# Maltese the Cute Destroyer



## robertjamesyu (Aug 16, 2011)

My 8 month old "baby" maltese keeps on destroying things that she's interested in. Be it papers, cellphones, reading glasses, pillows, slippers, furniture, etc. She does this once in a while. Whenever we catch her doing these naughty things, she'll run and hide (I assume she knows that it is wrong). but she keeps on repeating it whenever she have a chance. We already adjusted to her by placing things where she can't reach it, but still happens sometimes. how do we stop this?


----------



## Summergirl73 (Sep 18, 2011)

Sadly that is just the puppy stage. The best thing you can do is keep her in a gated area that is completely puppy proofed ~ when you can't keep your 100% attention on her. If you want her with you, you can always attach her leash to you or your chair. Hope things get easier soon. BTW, our Bella can shred paper towels before I even blink lol!

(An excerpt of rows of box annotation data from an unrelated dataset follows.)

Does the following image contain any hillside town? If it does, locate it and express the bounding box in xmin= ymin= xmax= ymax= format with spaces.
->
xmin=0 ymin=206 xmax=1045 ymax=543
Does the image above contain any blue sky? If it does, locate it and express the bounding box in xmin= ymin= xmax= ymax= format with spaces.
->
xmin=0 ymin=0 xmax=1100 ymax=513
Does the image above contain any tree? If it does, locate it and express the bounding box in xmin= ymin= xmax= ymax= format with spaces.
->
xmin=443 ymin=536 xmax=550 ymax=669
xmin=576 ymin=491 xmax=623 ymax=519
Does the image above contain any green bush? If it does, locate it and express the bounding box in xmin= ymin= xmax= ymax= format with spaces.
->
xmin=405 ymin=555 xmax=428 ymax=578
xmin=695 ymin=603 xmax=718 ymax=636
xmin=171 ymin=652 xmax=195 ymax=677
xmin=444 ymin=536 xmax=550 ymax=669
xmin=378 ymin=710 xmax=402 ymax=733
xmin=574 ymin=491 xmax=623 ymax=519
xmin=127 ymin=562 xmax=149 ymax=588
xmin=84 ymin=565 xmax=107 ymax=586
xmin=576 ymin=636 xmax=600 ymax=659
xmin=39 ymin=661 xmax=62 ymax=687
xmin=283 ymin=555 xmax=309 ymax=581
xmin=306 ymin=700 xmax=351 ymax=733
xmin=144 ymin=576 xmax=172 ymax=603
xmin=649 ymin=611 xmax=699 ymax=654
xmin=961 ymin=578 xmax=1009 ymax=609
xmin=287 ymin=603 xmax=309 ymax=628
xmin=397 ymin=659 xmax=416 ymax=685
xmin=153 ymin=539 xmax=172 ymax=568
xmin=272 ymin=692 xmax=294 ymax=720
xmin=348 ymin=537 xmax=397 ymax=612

Oh, one more thought. In case you don't already have puzzle toys ~ you might want to invest in a few. I don't have any, but I'm sure the SM members can give you lots of ideas. These toys are said to engage/distract the puppies so that they don't do the "boredom distruction thing" as much


----------



## shellbeme (Mar 1, 2011)

If you yell at her for it, or give her a tap on her behind that would be why she is running. Rocky is really sensitive and if he thinks something has displeased me, you'd think I'd beaten him or something the way he tucks his tail.

For chewing on things, it's a good idea to take what she is chewing on and give her something that is more appropriate, whether that is a toy or something like a bully stick.


----------



## jmm (Nov 23, 2004)

1. If a dog can reach an item, it is a dog toy. It is up to you to keep items safe from her reach or keep her safely confined. 
2. Items that you hold or are on your body smell like you. Dogs tend to like things that smell like their owner - hence cell phones, remote controls, and glasses are prime targets. 
3. Your dog does not know that it is wrong. Your dog is running and hiding in response to your body language and voice. 
4. Puppies chew. At your pup's age she is likely cutting her adult molars. Provide her with a wide array of appropriate chew toys.


----------



## Cosy (Feb 9, 2006)

Also, for furniture or immovable objects use Bitter Apple spray.


----------



## munchkn8835 (May 23, 2010)

Ollie has figured out how to get the roll of toilet paper off!! Bitter apple is on the way!!


----------



## maggieh (Dec 16, 2007)

munchkn8835 said:


> Ollie has figured out how to get the roll of toilet paper off!! Bitter apple is on the way!!


At our house the toilet paper sits on top of the tank not on the holder for that reason!


----------